The air in town is heavy with the scent of lime blossom but along the country roads I can smell rocket growing in the fields, which made me think of this recipe for tagliatelle with rocket and speck. Aldo tells me that speck is completely different from bacon, I used to think they were the same thing, so I can only hope that you can find something called speck wherever you are! Quantities for four people:
- 250gr speck cut into tiny tiny squares
- 200gr fresh rucola(rocket) washed and dried (very important this) then finely chopped
- half a fresh onion cut into fine slices
- 3Tbs olive oil
- half a glass of white wine
Soften the onion in the wine and oil, then add the speck. Put the tagliatelle on to cook, stirring the speck and onion occasionally, then drain the tagliatelle and retain a spoonful of the cooking water, add the speck and onion mix together with the rocket. Serve with shavings of parmesan.

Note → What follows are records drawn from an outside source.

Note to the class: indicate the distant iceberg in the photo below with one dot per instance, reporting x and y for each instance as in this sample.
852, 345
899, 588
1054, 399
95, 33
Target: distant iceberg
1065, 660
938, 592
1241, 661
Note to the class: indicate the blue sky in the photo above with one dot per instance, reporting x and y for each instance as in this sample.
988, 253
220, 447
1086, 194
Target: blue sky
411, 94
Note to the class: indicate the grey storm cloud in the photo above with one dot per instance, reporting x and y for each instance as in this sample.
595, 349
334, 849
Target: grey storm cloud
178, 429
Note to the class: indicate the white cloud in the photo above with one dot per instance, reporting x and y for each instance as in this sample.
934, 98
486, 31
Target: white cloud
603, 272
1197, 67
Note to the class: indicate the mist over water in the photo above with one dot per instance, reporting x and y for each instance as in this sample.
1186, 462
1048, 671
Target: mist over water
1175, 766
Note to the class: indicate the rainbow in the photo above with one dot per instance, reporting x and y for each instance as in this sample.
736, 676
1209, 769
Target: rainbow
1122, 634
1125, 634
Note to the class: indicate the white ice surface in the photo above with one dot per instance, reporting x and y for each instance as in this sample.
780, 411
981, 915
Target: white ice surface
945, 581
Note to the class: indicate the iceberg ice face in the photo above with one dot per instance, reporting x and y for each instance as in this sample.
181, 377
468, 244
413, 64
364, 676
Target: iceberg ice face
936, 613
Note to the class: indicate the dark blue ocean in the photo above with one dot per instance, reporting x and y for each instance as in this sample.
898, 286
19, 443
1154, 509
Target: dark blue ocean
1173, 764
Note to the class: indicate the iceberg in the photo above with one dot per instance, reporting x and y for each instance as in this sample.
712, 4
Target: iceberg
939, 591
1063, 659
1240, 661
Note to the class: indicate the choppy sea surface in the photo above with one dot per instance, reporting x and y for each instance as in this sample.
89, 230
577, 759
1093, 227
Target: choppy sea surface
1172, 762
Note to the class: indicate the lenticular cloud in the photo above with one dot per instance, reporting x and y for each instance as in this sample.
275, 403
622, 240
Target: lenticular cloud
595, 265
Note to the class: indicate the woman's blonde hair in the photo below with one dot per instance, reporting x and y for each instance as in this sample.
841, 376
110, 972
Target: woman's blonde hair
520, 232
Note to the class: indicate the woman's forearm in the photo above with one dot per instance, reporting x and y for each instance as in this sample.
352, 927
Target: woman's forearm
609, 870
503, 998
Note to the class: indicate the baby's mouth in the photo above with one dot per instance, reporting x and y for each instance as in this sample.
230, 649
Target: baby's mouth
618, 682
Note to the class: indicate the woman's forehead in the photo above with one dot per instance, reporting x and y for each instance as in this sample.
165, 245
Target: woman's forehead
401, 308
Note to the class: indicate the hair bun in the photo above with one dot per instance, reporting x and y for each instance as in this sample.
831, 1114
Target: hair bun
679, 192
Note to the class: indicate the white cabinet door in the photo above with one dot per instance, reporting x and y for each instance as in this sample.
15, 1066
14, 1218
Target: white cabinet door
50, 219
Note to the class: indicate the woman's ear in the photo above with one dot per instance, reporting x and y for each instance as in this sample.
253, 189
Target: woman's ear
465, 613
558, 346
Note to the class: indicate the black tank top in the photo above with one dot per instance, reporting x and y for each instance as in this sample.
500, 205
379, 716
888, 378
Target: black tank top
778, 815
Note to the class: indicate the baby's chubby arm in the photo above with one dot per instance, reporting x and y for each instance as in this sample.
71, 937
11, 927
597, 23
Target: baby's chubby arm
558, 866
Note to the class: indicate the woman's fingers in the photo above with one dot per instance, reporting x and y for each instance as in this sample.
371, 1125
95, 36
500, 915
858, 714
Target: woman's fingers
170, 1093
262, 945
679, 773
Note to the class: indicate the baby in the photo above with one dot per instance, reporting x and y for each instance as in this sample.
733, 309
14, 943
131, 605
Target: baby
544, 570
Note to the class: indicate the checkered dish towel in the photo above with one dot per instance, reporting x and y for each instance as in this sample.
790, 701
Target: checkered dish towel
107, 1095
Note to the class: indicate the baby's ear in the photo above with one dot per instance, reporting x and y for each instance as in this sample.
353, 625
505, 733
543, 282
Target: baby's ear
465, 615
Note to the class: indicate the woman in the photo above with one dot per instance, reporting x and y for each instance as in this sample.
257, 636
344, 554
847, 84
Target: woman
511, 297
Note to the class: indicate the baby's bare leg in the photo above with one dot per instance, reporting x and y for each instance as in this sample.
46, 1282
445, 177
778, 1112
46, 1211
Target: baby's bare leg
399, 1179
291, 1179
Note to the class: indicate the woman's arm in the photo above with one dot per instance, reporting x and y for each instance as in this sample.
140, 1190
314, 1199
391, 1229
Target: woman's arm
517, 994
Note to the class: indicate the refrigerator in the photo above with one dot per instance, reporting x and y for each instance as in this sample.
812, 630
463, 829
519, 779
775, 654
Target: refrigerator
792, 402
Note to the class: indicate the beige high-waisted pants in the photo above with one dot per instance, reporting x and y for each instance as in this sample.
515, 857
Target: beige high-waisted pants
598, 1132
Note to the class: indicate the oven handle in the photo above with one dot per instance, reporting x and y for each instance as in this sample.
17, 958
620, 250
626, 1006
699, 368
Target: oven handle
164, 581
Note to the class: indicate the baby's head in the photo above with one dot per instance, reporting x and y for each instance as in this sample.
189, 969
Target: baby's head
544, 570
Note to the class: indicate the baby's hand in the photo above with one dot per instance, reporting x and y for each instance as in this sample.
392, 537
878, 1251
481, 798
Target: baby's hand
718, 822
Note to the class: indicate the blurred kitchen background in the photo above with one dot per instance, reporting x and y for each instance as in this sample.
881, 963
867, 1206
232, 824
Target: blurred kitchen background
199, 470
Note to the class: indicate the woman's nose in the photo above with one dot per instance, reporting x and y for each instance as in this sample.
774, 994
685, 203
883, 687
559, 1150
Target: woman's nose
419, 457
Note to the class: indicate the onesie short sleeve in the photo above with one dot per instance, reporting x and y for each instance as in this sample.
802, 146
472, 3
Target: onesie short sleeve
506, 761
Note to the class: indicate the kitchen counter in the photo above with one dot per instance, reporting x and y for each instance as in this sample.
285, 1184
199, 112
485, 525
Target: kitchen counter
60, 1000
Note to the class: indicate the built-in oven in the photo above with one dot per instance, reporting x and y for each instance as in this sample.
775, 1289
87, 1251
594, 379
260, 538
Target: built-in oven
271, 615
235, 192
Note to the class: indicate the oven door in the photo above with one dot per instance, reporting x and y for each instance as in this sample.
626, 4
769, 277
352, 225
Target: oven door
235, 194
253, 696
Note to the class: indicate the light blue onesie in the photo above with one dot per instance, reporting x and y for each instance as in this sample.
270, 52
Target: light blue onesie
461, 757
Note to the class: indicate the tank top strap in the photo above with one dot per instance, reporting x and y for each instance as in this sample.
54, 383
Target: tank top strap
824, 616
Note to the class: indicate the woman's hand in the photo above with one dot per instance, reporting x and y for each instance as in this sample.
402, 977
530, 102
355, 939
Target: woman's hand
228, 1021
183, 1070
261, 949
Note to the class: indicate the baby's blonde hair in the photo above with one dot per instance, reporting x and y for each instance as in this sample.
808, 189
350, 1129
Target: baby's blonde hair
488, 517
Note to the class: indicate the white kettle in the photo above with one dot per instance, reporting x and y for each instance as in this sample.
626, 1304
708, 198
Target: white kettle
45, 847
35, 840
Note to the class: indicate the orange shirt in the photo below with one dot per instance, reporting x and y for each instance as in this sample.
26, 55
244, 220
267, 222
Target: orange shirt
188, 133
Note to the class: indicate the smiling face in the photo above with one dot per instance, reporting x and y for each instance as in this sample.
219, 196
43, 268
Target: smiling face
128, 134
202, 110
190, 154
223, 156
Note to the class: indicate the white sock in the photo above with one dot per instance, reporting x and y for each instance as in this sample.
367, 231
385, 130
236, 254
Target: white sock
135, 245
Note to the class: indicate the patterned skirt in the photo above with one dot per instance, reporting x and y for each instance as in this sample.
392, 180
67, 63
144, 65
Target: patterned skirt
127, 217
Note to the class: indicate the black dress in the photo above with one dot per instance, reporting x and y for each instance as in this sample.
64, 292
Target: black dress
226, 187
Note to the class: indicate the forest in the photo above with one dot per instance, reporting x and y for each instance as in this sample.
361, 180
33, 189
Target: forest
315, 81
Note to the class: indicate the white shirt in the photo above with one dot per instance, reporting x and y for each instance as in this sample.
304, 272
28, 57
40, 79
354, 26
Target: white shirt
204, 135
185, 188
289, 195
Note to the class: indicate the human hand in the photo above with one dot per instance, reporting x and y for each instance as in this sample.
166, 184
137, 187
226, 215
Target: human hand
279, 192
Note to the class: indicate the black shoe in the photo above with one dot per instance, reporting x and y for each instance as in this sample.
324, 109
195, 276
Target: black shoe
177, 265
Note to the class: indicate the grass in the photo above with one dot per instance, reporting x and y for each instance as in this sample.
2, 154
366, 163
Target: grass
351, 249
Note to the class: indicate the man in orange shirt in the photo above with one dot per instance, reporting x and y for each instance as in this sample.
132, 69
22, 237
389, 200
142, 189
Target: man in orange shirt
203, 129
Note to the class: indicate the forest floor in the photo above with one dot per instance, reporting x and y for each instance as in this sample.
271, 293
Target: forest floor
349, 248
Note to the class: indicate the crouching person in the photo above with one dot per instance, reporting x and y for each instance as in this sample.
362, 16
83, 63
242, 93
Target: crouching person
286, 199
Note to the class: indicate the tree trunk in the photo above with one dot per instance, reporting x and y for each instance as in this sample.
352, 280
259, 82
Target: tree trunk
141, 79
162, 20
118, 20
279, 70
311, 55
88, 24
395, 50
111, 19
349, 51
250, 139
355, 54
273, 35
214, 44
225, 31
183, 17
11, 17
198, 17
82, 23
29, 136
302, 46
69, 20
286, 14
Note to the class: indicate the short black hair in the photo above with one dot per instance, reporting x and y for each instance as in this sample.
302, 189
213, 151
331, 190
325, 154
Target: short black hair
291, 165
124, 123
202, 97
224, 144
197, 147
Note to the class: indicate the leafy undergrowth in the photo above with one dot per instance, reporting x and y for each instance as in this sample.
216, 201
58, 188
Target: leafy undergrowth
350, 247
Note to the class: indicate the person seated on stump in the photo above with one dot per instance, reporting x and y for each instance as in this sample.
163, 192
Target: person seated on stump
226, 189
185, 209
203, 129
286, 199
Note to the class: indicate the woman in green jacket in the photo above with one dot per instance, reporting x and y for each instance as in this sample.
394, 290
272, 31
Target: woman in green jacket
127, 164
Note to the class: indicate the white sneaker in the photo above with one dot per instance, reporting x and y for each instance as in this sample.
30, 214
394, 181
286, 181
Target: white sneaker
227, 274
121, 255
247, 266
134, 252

no comments | tags: home produced food in Italy, pasta recipe
May
31
2009
My mother made this for us when we were children and my children often ask for it. Some people like it so hot that it melts the ice cream instantly, others like it eaten out of the fridge in cold rich spoonfuls ladled over their ice cream. I advise teaching the children to make it themselves once they are old enough to be trusted around boiling water, and then sending them off to do it after the first course has been eaten - it takes about two minutes to assemble the ingredients and two to cook it and it keeps them busy whilst the table is being prepared for the pudding course.
- half a cup of cocoa
- three quarters cup of sugar
- three quarters cup of boiling water
Blend and bring back to the boil, stir whilst boiling for one minute. Add a teaspoon of vanilla essence. Serve hot or cold.